The Port For Beijing

Tianjin (Tientsin) is one of the three great cities of China, the others being Beijing, eighty five miles west of Tianjin, and Shanghai. All three cities have administrations that report directly to the Central Chinese Government, whereas the 23 provinces and 5 autonomous regions of China do not report directly to the Government. The Tianjin to Beijing region is heavily populated with a density in excess of two hundred persons per square kilometre, and Tianjin having a population of around 15.5 million. Tianjin is in North Eastern China, and borders Hebei province and the Beijing municipality, and is bounded to the east by the Bohai Gulf of the Yellow Sea. The main industries are the manufacture of seamless steel pipes, oil refining, textiles, electrical products, steel rolling mills, copper refining, salt production, machine tools, chemicals, tobacco, food processing, shipbuilding and ship repair, and the handling of over 20 million containers and over 600 million tonnes of cargo per annum in the busy Port of Tianjin. The top 20 container lines in the world call at Tianjin, with 115 regular container services operated by 60 liner companies.

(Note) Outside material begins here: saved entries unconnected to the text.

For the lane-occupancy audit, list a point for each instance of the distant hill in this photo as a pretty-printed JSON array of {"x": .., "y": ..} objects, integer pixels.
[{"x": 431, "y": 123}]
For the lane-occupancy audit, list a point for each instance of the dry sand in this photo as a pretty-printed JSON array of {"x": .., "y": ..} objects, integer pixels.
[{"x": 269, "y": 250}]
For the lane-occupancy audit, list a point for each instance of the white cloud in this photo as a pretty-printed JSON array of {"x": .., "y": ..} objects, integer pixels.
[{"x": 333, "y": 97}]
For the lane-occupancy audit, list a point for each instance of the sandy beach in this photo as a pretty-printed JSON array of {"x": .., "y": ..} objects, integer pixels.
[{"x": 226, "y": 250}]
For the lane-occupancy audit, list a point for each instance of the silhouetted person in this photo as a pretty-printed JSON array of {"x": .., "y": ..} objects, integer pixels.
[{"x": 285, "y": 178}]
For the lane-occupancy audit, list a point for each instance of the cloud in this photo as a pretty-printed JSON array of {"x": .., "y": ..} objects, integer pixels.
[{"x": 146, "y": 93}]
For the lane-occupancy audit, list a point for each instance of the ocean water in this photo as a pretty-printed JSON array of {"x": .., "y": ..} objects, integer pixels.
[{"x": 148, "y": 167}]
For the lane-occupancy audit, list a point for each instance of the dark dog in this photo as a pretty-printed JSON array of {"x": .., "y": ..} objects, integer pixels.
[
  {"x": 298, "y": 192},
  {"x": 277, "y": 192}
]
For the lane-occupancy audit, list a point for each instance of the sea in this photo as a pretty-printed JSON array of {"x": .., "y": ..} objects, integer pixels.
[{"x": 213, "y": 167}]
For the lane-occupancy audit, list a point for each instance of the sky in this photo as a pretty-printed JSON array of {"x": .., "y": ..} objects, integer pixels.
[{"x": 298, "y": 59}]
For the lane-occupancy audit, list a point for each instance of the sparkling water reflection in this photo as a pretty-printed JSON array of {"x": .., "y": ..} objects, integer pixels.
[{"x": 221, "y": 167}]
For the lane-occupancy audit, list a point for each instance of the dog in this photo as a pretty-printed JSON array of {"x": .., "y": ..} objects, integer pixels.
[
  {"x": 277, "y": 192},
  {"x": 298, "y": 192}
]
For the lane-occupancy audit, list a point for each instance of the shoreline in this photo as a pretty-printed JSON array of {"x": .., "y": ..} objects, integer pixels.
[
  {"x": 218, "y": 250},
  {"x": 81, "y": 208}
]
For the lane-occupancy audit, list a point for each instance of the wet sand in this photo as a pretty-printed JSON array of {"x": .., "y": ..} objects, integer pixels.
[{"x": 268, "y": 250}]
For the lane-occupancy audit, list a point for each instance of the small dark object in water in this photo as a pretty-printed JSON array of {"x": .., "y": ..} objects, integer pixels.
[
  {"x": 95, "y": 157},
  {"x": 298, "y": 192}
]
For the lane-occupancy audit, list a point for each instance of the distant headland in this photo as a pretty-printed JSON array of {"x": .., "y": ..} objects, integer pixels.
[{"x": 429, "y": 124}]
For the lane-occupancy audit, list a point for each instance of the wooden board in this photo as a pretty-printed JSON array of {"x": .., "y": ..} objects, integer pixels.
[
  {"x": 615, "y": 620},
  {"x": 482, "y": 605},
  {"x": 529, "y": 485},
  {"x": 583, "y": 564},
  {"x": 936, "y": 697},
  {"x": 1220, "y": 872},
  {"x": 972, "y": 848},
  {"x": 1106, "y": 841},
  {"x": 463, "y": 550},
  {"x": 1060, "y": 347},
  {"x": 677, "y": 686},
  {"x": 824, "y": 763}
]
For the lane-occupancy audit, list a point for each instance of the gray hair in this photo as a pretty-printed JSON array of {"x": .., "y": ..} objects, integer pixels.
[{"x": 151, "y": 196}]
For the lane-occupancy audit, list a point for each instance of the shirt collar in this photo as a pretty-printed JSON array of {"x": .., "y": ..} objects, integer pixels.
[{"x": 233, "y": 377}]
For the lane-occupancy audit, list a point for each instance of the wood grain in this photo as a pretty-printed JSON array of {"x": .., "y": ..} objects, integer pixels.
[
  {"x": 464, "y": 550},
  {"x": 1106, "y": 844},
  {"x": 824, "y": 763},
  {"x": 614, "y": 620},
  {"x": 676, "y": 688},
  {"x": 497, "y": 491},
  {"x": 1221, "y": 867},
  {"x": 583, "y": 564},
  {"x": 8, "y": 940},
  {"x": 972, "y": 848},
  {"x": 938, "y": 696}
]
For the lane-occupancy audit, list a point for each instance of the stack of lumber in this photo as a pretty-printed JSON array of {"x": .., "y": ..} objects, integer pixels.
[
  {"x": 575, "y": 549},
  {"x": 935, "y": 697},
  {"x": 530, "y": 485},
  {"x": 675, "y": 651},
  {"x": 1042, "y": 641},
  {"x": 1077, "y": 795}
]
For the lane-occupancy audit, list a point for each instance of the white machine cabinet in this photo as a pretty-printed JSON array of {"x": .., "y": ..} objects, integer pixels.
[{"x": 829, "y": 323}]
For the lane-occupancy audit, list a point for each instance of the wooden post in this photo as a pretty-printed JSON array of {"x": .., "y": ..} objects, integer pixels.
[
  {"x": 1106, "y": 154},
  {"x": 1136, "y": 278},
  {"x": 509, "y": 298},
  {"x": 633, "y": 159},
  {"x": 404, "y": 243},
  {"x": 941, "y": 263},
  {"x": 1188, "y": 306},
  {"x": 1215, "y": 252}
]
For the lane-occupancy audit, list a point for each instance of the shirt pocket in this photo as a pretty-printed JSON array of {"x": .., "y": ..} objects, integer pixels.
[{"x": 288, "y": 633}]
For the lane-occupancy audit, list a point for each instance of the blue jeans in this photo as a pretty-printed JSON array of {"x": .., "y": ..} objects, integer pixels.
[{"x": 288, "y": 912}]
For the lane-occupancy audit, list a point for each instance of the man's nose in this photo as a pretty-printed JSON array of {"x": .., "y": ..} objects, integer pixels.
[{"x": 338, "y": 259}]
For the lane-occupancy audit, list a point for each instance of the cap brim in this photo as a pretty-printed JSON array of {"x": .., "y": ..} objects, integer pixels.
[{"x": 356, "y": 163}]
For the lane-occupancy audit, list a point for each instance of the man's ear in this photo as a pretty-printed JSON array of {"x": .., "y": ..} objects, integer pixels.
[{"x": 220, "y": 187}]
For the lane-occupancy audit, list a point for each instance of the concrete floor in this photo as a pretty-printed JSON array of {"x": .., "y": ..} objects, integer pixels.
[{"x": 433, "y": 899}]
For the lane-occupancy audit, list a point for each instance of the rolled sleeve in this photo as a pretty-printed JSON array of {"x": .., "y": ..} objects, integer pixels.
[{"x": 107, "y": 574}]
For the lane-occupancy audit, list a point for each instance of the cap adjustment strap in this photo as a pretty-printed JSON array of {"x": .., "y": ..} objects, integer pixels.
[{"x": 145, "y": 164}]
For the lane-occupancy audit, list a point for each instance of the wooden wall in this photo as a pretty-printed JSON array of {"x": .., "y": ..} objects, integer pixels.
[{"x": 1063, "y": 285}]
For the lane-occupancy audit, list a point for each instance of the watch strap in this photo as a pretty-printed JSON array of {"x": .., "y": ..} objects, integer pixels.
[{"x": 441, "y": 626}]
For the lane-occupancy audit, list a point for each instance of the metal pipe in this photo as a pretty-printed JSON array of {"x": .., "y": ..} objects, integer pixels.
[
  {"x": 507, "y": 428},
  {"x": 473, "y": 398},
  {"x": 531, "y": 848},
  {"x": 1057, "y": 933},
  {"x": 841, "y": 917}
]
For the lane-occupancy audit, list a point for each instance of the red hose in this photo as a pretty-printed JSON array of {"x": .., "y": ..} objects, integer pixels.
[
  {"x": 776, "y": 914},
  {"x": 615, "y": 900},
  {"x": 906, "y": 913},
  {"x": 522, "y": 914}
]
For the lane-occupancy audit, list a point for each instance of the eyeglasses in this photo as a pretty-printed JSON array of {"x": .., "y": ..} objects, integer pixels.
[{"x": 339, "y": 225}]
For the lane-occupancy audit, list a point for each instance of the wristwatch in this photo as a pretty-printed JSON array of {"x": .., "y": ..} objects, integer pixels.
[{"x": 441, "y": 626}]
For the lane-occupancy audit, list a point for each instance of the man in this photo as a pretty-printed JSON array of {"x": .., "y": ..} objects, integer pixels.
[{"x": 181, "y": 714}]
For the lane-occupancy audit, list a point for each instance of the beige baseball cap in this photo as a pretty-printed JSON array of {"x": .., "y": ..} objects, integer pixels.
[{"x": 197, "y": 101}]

History Of The Port Of Tianjin

The Tianjin area where the Hai river empties in Bohai Bay was marshy and poorly drained for many centuries until a customs post was set up in mediaeval times. The port was formally established during the early era of the Tang Dynasty (618 AD to 907 AD), and increased in scope during the Ming Dynasty (1368 to 1644) and the Qing Dynasty (1644 to 1912). The first ever British mission to the Chinese emperor was in September 1793 when Viscount George Macartney arrived in Tianjin with two ships. The first was a 64 gun warship and the other was the largest and fastest ship in the fleet of the East India Company. They had taken a year to reach this port in North Eastern China, from where the goods of the mission were unloaded into 85 wagons and 39 handcarts and taken to the capital of Beijing. This was one of the greatest missions ever despatched by Britain to China. Britain then fought the First Opium War of 1839/42 to preserve its sale of opium to the Chinese in return for silver, after Chinese attempts to supress the trade had led to their loss of Hong Kong to Britain.


During the Second Opium War from 1856 to 1860, Western nations, and particularly Britain and France, demanded access to China. An Anglo-French force stormed Tianjin in 1856 and captured and deported its Governor after the city had quickly fallen. In April and May of 1858, the same force took the Dagu forts at the mouth of the river, and Beijing was again at the mercy of the foreigners, and the Qing Emperor capitulated. The result was the Treaty of Tianjin, which imposed heavy terms on the Chinese. Six Treaty ports were to be opened by the Chinese to Western powers, four of them in the heavily guarded areas of Tianjin and Shandong, with four more on the Yangtze river in the Nanjing and Hankou areas.

Travel in the Treaty ports was to be unrestricted and passports issued to enable travel across the whole of China. The British Ambassador was to be accompanied by his family and retainers, and the import of opium from India was legalised. However, the Chinese did not honour the Treaty of Tianjin with an Anglo-French force repulsed in 1859 at the Dagu forts. A year later, 20,000 British and French troops took Tianjin again after some of their captured colleagues had been executed by the Chinese. The summer palace of the Qing emperor was looted and burned to the ground, with great loss of face to the Qing dynasty and its emperor fled in hiding to the mountains. China was a very poor nation at this point of time and its entire military forces numbered no more than two thousand troops.